他人の投稿を見ては嫉妬したり落ち込んだりしている場合も要注意。ビジュアル的な情報に振り回されている可能性が高いでしょう。

ルッキズムに関する本を読む

ルッキズムによって悩んでいる人の存在を知ると、問題点がよりはっきり見えてきます。ルッキズムは決して遠い世界の出来事ではありません。日常的に起こり得ることであり、いつ自分が加害者になっても被害者になっても不思議ではなく、一人ひとりが問題について考える必要があるでしょう。

美容整形は慎重に考えてから

近年特に問題になっているのが、中学生や高校生にも広まりつつある美容整形です。気軽にできると宣伝される「プチ整形」は、メイクのように簡単で低コストだと言われています。ただしプチ整形であっても手術であることは変わらず、美容整形によってその人の人生が大きく変わることもあるのを忘れてはいけません

美容整形で後悔するのはなぜ?

容姿に悩む人の中には美容整形を考えることもあるでしょう。美容整形をしてポジティブシンキングできるようになった人もいれば、後悔に悩まされる人もいます。こちらの記事では、美容整形で後悔する理由などを解説していますので参考にしてくださいね。

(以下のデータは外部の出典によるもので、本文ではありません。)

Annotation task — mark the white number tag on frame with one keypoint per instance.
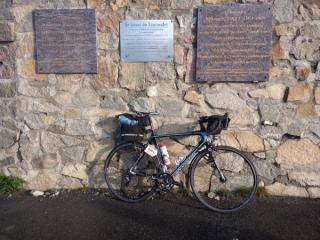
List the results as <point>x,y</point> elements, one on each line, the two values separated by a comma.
<point>151,150</point>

美容整形に対する否定派・肯定派のイメージって? 決断する前に考えるべきこと
「プチ整形」のように美容整形は昔と比べると身近になりつつありますが、否定派の人もまだまだ多いのも事実です。美容整形後に「こんなはずじゃなかった」とメンタルが不安定になる人も...。この記事では近年の美容整形に対する考え方、整形後にうつ病など気分が落ち込む人がいる理由、美容整形前に考えておきたいことなどを解説します。

おわりに:ルッキズムをやめて多様性やその人らしさを楽しもう♪

今も昔もルッキズムに悩む人は付きませんが、令和の時代は価値観のアップデートが必須。SNS映えへの執着を捨てたり、見た目によるマウンティングをやめたり、できることはたくさんあります。多様性や自分らしさを見失わず、人生を楽しんでいきましょう。